What did you love about working with ScrapingHub?
The thing that I truly loved about ScrapingHub is the feeling of working remotely, with necessary amount of discipline, commitment and dedication towards my work. Google Summer of Code provides us with a great opportunity to truly improve upon on our work, skills and push us out of our comfort zone. I feel great, being able to learn so many things on the fly as well as getting guidance from my awesome mentors, Renne Rocha and Júlio César Batista from ScrapingHub.
If there was work that needs to be done for the week, I would often do it on the weekends as who loved chasing deadlines under pressure. But all that changed, as now I work consistently throughout the week, pushing commits, refactoring code and learning new things from my time in Google Summer of Code. This has been a great change in my work ethic.
The Scrapy Project and ScrapingHub has been great part of me over the last 6 months. I have been getting some unique, innovative challenges to work and wrap my head around. Lately, have resolved my shortcomings related to communication as well as the work that was needed to be done.
I don’t work that hard, I see to be having more time, as I distribute my work evenly over the day, still write a lot of blogs, break down my tasks into smaller bits and look for feedback wherever possible. Life’s good working with ScrapingHub.
What GSoC taught me in terms professionally and mentally?
Going through each work period helped me realize that things are almost almost never as simple as it seems. The more and more time I spent reading the code, documentation, trying to build a bigger picture in my head. The more I understood how big of a task I am undertaking, this also helped in reassessing the time as well recalibrate the effort that was being put into it.
I learned about debugging, testing, documentation, module management, python packaging, absolute and relative imports. Defaultdicts, __new__, list comprehensions, code readability, code coverage, logging, and tons of best practices. I am looking forward to learning even more, faster. Leveling up my Python, one leap at a time. This all helped me become a better programmer, not just by code I write. But, also inculcating the right discipline to work remotely.

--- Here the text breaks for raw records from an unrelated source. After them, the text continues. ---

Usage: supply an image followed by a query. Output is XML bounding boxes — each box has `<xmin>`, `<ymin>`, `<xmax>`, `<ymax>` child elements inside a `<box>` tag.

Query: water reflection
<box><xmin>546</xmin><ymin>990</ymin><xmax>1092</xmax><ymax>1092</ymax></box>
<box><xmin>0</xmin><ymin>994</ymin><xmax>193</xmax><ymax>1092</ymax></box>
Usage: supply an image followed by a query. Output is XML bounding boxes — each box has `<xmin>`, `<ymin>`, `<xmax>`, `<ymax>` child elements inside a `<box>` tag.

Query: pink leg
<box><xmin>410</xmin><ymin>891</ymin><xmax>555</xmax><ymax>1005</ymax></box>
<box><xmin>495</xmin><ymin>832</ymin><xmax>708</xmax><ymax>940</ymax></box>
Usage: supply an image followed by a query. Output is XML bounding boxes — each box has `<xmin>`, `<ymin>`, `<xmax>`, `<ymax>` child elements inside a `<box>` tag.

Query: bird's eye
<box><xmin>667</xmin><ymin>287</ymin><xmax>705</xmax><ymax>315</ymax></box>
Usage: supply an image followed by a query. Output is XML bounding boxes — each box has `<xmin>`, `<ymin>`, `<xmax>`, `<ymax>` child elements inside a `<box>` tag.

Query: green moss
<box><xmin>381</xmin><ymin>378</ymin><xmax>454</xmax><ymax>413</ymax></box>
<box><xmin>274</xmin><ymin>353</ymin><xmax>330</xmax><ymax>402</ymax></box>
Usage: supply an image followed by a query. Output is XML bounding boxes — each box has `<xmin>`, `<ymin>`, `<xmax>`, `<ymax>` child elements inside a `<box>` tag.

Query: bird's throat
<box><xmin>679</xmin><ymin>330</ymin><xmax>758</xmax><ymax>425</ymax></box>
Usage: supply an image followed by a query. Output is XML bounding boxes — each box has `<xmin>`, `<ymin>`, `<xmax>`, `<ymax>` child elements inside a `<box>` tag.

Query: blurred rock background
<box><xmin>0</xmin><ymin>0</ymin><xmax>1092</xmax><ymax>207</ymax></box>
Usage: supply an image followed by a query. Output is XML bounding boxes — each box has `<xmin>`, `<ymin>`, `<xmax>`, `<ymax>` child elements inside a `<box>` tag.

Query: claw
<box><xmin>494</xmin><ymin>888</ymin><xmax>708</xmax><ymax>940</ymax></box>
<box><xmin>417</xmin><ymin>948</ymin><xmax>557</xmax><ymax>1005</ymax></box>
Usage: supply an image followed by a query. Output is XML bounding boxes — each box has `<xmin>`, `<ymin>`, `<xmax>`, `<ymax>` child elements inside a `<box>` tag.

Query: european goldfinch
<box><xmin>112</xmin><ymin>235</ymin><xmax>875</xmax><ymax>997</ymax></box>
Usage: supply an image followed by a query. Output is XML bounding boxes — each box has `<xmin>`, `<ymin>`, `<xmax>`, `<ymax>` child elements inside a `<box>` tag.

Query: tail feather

I have no words to describe how grateful I am to my mentors – Renne Rocha and Júlio César Batista – for all their support and for being extremely responsive and helpful with every one of my problems. I am also thankful to the community of The Scrapy Project, ScrapingHub and Google for the opportunity to work on this project, which helped me learn a lot over the course of 3 months. Looking forward to contributing more to Scrapy’s codebase and thank you for all trusting me and giving me this opportunity to work.